Concernant les réactions des gouvernements et l’émergence des théories du complot, j’ai l’impression que ce n’était pas très difficile à prédire, honnêtement. Je pense même au contraire que j’ai sous-estimé à quel point l’administration Trump pouvait se montrer horrible et à quel point les conspirateurs prendraient de l’importance dans un tel contexte.
« Quand j’écris un roman, je ne peux pas m’empêcher de faire en sorte que les histoires, qu’elles comportent ou non des éléments surnaturels, restent connectées avec le réel. »
Possession et Le Chant des Survivants sont, d’après moi, marqués par leur côté réaliste. Malgré les éléments fantastiques et horrifiques très présents dans l’histoire, vous semblez attaché à la réalité. La peur que vos histoires encouragent n’en devient alors que plus grande. Pouvez-vous nous en parler ?

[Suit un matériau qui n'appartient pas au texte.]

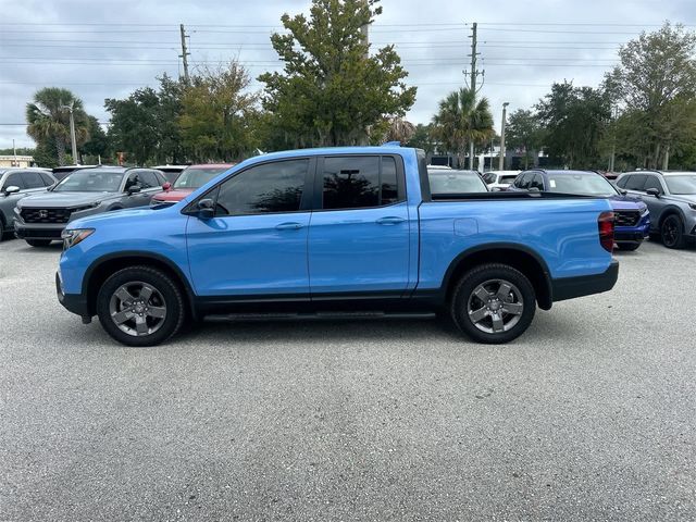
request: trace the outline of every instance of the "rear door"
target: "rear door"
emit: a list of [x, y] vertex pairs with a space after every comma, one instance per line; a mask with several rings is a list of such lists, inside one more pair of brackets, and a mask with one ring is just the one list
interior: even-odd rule
[[324, 157], [314, 183], [312, 300], [400, 297], [409, 282], [410, 229], [401, 158]]

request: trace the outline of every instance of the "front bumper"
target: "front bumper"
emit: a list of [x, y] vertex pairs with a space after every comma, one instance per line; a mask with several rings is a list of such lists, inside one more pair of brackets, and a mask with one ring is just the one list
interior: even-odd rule
[[64, 228], [64, 223], [28, 224], [14, 220], [14, 235], [20, 239], [50, 239], [58, 241], [61, 240], [61, 234]]
[[55, 272], [55, 294], [59, 302], [70, 312], [83, 318], [83, 323], [91, 322], [91, 313], [87, 306], [87, 298], [80, 294], [65, 294], [60, 272]]
[[619, 278], [619, 261], [611, 260], [609, 268], [601, 274], [581, 275], [551, 279], [554, 302], [609, 291]]

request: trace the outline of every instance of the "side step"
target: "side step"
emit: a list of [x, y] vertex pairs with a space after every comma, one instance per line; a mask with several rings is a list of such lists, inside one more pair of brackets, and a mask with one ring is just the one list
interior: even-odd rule
[[247, 322], [247, 321], [337, 321], [355, 319], [433, 319], [432, 312], [313, 312], [313, 313], [225, 313], [211, 314], [203, 318], [213, 323]]

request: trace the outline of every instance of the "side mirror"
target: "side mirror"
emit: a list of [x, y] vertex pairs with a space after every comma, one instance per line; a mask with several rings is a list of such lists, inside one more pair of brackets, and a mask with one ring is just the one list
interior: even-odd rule
[[215, 216], [215, 202], [210, 199], [201, 199], [198, 204], [198, 217], [201, 220], [212, 220]]

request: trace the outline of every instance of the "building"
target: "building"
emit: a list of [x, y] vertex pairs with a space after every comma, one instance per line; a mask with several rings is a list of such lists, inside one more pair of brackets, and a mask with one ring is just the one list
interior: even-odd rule
[[34, 164], [33, 156], [0, 156], [0, 169], [11, 169], [17, 166], [32, 166]]

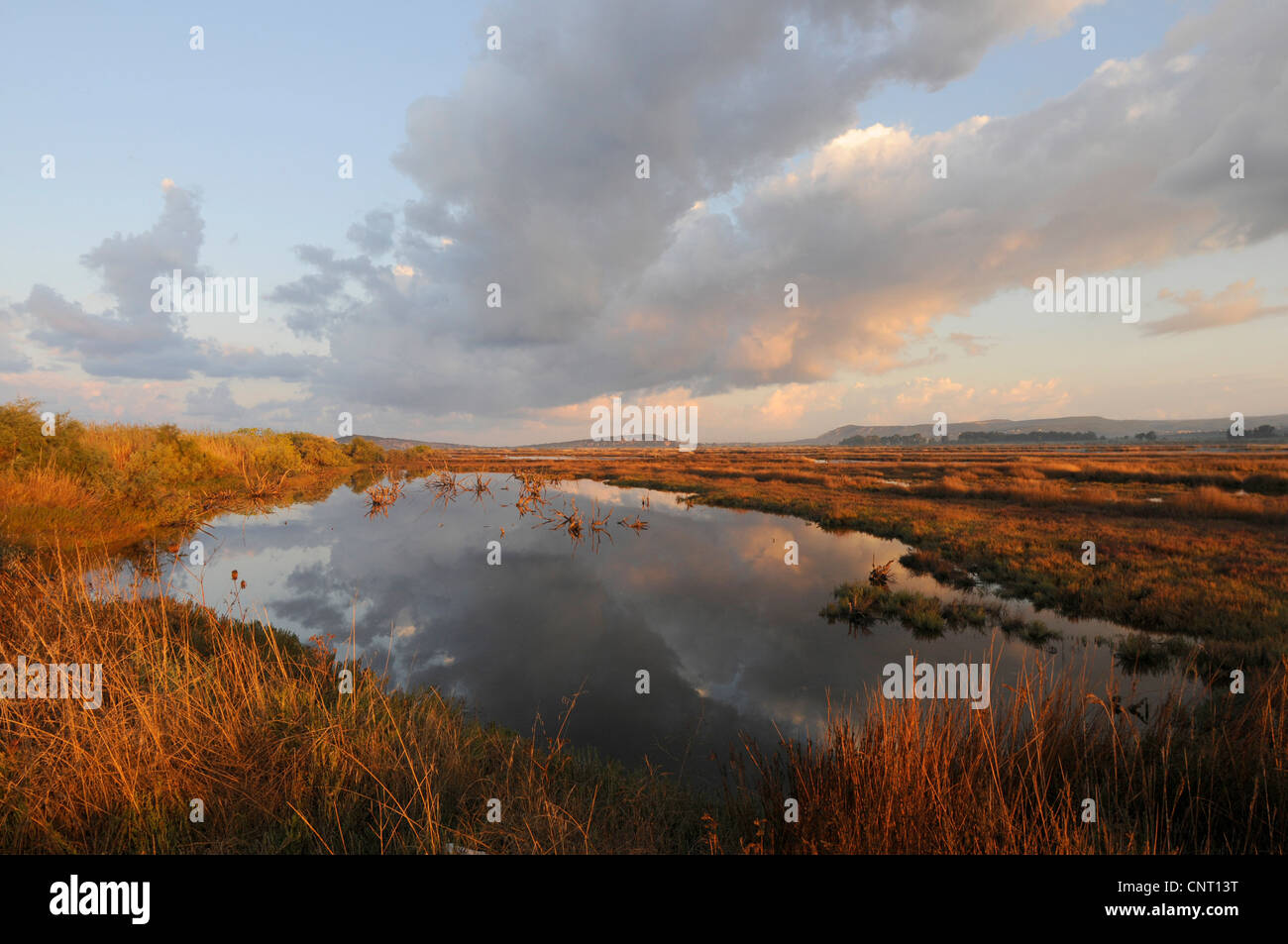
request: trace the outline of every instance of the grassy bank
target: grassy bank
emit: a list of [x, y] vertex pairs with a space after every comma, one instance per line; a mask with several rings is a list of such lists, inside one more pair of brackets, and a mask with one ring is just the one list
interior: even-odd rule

Merci. Quand j’écris un roman, je ne peux pas m’empêcher de faire en sorte que les histoires, qu’elles comportent ou non des éléments surnaturels, restent connectées avec le réel. Que ferait une famille en difficulté financière si elle pensait que sa fille était peut-être possédée ? Comment pourrions-nous faire face à des zombies très proches des humains ? Pour cela, je mets les personnages au centre des histoires. Si elles fonctionnent, c’est donc avant tout grâce aux personnages.
Si jamais j’étais amené à vivre un événement surnaturel, je pense que ce serait vraiment subtil. Comme un dérapage. J’aurais probablement du mal à savoir ce qui s’est passé et j’essayerais certainement de le rejeter ou de l’expliquer de manière rationnelle. C’est la ligne de conduite que j’essaie de suivre dans beaucoup de mes livres.
Votre roman, La Cabane aux confins du monde vient juste de sortir en France. Le film que M. Night Shyamalan en a tiré aussi. Film qui reste d’ailleurs très proche de votre livre. M. Night Shyamalan vous a-t-il consulté durant la production ?
Il m’a posé quelques petites questions mais je n’ai pas été consulté au sujet du scénario qu’il a écrit. Pour la plupart d’entre nous, les romanciers qui voient leurs livres être adaptés, nous nous contentons de remettre nos romans, nous leur disons au revoir et nous espérons qu’ils nous reviendront intacts ha ha.
Mais oui, sinon, le film reste en effet fidèle au livre jusqu’au troisième acte.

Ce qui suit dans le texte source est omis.